I'm very slowly working on a mock docker implementation for macOS that uses ephemeral VM to launch a true guest macOS and perform commands as per Dockerfile/copies files/etc. I use it internally for builds. No public repo yet though. Not sure if there is demand.
You can use it to completely sandbox claude code too.
1. Coderunner - https://github.com/instavm/coderunner
A practical path is ephemeral macOS VMs using Apple's Virtualization.framework coupled with APFS copy-on-write clones for fast provisioning, or limited per-process isolation via seatbelt and the hardened runtime, which respects Apple's licensing that restricts macOS VMs to Apple hardware and gives strong isolation at the cost of higher RAM and storage overhead compared with Linux containers.
But too many people just automatically equate docker with strong secure isolation and... well, it can be, sometimes, depending a hundred other variables. Thus the reminder; to foster conversations like this.
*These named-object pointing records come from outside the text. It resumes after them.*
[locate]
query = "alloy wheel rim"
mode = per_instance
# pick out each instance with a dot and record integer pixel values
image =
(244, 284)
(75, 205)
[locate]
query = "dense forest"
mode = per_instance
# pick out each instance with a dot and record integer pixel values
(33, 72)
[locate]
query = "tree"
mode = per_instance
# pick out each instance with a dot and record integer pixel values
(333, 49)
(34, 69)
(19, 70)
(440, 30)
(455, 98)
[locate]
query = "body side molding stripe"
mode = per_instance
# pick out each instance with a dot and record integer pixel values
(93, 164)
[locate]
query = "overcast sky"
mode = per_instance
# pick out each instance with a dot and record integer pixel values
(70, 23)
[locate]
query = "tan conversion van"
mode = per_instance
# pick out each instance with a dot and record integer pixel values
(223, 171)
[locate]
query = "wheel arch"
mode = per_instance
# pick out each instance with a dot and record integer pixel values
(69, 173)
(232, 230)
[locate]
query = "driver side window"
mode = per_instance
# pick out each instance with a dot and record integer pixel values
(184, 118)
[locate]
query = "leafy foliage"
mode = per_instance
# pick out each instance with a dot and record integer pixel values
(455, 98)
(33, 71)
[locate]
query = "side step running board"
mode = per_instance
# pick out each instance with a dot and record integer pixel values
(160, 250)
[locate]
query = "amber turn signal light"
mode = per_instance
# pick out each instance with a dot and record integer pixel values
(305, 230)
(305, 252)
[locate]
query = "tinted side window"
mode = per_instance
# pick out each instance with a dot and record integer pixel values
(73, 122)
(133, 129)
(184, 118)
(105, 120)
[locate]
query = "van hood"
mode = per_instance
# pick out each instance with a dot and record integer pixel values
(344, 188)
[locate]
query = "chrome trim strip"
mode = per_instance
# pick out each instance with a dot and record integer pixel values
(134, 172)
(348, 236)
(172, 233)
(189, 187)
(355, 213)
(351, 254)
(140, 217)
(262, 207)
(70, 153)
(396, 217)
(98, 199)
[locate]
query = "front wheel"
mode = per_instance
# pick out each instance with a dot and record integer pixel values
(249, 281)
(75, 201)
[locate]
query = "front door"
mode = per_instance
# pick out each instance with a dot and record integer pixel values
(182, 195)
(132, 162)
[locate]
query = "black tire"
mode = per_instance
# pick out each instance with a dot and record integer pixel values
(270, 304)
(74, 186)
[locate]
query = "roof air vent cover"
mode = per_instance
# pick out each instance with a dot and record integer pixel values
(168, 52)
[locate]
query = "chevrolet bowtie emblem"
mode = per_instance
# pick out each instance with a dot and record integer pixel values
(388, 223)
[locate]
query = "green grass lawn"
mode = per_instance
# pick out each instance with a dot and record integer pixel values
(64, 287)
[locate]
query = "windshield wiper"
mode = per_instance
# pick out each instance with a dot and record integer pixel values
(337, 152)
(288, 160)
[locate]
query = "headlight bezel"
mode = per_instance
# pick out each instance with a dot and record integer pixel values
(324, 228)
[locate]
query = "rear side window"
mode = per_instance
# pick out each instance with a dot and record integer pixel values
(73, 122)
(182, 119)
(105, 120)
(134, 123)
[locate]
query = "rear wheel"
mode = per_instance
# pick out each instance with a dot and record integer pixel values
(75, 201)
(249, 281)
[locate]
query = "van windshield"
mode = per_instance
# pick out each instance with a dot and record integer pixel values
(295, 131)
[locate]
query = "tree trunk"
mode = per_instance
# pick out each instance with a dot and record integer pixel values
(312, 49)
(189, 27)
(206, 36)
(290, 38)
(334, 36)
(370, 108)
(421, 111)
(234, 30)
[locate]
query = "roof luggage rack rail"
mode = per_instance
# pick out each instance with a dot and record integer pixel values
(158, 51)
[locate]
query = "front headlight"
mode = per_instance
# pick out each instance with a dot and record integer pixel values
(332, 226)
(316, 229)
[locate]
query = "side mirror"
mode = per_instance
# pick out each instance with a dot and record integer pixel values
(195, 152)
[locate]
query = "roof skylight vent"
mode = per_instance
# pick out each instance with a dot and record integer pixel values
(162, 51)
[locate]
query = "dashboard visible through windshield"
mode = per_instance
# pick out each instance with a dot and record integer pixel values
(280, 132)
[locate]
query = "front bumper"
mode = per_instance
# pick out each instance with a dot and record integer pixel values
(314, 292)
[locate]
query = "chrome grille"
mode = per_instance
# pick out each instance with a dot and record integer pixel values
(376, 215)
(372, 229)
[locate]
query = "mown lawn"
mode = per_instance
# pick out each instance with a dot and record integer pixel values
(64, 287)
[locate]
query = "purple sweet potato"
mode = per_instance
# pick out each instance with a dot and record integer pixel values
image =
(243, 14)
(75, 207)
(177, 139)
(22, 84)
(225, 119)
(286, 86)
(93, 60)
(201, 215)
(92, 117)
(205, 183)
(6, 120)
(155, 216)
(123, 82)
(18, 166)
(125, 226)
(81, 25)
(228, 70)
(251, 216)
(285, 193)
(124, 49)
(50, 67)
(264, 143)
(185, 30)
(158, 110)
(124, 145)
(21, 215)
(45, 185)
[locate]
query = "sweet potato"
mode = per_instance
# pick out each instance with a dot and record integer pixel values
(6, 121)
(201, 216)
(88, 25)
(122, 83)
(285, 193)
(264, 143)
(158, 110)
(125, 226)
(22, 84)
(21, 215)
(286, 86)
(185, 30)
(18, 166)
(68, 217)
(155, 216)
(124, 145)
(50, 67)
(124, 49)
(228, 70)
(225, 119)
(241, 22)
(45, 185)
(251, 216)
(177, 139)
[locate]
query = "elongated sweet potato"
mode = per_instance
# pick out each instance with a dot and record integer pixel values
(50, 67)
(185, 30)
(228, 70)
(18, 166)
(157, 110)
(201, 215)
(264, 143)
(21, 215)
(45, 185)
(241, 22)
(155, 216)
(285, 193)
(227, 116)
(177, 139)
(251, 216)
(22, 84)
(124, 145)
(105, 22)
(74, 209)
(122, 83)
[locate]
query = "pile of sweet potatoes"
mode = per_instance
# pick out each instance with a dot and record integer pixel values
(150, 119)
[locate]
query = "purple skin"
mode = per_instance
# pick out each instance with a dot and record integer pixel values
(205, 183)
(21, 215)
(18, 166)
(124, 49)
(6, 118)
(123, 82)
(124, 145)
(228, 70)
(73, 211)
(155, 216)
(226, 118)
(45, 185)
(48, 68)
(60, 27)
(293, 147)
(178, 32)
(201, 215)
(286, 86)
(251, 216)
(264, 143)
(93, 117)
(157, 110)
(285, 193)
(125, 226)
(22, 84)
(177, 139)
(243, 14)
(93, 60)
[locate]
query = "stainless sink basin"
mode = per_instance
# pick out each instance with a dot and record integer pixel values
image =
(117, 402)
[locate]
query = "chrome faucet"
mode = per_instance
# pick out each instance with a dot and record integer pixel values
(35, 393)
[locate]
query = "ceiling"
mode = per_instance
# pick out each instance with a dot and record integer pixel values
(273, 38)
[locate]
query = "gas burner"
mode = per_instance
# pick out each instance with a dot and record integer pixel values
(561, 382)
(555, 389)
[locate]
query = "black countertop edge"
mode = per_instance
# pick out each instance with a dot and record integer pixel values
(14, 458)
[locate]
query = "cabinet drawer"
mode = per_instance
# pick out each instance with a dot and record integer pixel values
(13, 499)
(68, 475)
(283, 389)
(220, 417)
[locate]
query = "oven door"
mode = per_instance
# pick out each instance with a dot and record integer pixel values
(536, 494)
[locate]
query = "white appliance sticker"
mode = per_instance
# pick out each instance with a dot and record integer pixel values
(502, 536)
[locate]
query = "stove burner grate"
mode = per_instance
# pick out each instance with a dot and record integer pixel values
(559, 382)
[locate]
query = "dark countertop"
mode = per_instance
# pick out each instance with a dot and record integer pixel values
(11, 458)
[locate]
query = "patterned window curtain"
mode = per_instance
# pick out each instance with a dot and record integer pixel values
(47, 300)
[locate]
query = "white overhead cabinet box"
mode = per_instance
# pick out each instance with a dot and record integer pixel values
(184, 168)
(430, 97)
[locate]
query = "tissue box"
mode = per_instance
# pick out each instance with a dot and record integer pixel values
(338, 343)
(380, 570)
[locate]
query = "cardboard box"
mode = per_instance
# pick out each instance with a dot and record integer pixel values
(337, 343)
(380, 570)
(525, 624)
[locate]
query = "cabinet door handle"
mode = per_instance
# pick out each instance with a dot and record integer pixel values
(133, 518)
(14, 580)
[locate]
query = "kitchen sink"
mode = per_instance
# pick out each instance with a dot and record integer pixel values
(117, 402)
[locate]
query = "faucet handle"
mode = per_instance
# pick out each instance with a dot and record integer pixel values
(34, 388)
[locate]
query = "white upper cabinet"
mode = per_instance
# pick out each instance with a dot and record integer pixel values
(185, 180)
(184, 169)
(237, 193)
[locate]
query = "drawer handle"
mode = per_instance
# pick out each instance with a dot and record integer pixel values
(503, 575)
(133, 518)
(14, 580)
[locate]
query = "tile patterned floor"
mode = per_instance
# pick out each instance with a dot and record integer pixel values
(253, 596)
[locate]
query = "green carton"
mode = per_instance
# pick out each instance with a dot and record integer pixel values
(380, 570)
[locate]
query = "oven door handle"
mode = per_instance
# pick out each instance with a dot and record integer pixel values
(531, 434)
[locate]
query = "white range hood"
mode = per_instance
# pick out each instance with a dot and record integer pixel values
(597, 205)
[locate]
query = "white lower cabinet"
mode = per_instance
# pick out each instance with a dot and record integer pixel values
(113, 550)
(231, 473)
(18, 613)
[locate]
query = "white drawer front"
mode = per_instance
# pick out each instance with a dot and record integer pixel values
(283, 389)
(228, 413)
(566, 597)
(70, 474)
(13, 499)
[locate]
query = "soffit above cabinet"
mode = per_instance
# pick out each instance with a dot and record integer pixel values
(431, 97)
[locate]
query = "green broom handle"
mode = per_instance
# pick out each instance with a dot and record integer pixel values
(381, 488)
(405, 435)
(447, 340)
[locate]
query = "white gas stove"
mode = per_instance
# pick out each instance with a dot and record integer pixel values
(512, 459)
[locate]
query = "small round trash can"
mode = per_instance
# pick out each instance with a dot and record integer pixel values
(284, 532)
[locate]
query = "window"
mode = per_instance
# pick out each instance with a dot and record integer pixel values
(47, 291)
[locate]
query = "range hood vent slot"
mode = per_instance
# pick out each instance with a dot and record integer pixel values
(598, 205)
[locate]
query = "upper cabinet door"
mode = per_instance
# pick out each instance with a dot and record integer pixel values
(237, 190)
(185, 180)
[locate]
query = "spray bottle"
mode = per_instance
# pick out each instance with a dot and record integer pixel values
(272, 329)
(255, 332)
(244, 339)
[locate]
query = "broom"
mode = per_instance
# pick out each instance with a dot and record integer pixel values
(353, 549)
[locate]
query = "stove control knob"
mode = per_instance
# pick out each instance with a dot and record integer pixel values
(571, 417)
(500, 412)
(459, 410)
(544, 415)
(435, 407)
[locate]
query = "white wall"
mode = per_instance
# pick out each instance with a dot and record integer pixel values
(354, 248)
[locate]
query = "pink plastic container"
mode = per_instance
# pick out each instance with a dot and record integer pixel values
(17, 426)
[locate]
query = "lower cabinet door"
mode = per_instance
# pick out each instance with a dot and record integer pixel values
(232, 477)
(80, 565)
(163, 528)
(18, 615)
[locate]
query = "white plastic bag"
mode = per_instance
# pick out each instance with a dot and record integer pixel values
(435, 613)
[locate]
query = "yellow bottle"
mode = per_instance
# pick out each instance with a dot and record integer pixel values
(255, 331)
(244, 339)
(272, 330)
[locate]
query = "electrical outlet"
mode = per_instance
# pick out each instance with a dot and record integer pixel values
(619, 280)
What would a Phillips screwdriver bring over a flathead screwdriver? Sometimes you don't want/need the flathead screwdriver, simple as that. There are macOS-specific jobs you need to run in macOS, such as xcode toolchains etc. You can try cross compiling, but it's a pain and ridiculous given that 100% of every other OS supports containers natively (including windows). It's clear to me that Apple is trying to make the ratio jobs/#MacMinis as small as possible
It's not a pleasure to run them in a mutable environment where everything has a floating state as I do now. Native Docker for macOS would totally solve that.
However the challenge is, sandbox profiles (rules) are always workload specific. How do you define “least privilege” for a workload and then enforce it through the sandbox.
Which is why general sandboxes wont be useful or even feasible. The value is observing and probably auto-generating baseline policy for a given workload.
Wrong or overly relaxed policies would make sandbox ineffective against real threats it is expected to protect against.